The Ministry of Health and Long-Term Care (MOHLTC) provided a key financial incentive for hospitals and clinicians to participate in the wait time program. Hospitals, which had been asking for more financial support in order to increase operating room capacity and surgical volumes, received funding from the MOHLTC. Through Hospital Accountability Agreements (for a description of these agreements, see "Achieving Accountability"), hospitals agreed to use the Wait Time Information System (WTIS) to report wait times and ensure that incremental surgical cases would not take place at the expense of other non-priority services. Failure to meet these conditions led to recovery of the allocated funding and diminished the likelihood of these hospitals to receive subsequent wait time funding. It was imperative that action be taken in cases where accountabilities were not met.

Clinicians wanted to be able to manage their wait lists more effectively and, through the WTIS, would have the data to make the case for additional OR time so that they get more patients treated. Many, however, were skeptical of the value of the WTIS and/or already participating in one of the few local or regional initiatives trying to address the wait time issue. Wait time funding provided the important initial incentive to get clinicians engaged in the provincial program and using the WTIS.

Conclusion

While large-scale IM/IT strategies are not unique in healthcare, few have been successfully executed. The rapid development and implementation of Ontario's Wait Time Information Strategy has become a rare example of what can be achieved when the right elements are brought together. Today, as a result of the strategy, 86 hospitals and over 3,300 clinicians are using the Wait Time Information System to collect accurate and timely wait time data and applying it to improve access to healthcare services. The experiences of the Wait Time Information Strategy offer many valuable lessons and tactics that can be applied to other clinical areas pursuing the effective use of information and information technology to improve patient care.

About the Author

Sarah Kramer is President and CEO of eHealth Ontario. Previously Sarah served as the Vice-President and Chief Information Officer with Cancer Care Ontario, as well as the Lead for the Ontario's Wait Time Information Management Strategy.

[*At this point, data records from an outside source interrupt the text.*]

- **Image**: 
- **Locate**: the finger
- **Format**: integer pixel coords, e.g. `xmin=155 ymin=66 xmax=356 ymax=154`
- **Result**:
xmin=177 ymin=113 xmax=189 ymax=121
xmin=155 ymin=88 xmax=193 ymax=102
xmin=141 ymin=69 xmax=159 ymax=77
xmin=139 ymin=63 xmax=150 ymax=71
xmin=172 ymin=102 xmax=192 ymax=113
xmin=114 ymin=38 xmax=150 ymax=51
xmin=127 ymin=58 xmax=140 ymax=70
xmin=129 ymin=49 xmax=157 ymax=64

Joanne Walker is currently a Principal with the Courtyard Group and Acting Director of Cancer Care Ontario's Access to Care Program. Joanne led the development of Ontario's Wait Time Information Strategy and subsequently led the Beta/Phase I implementation of the WTIS and EMPI projects.

Will Falk is the Managing Partner of Accenture's Canadian Healthcare Practice and an Adjunct Professor at the University of Toronto's Rotman Business School. He advised the federal Minister and Prime Minister at the First Ministers' Meeting on Healthcare in 2004.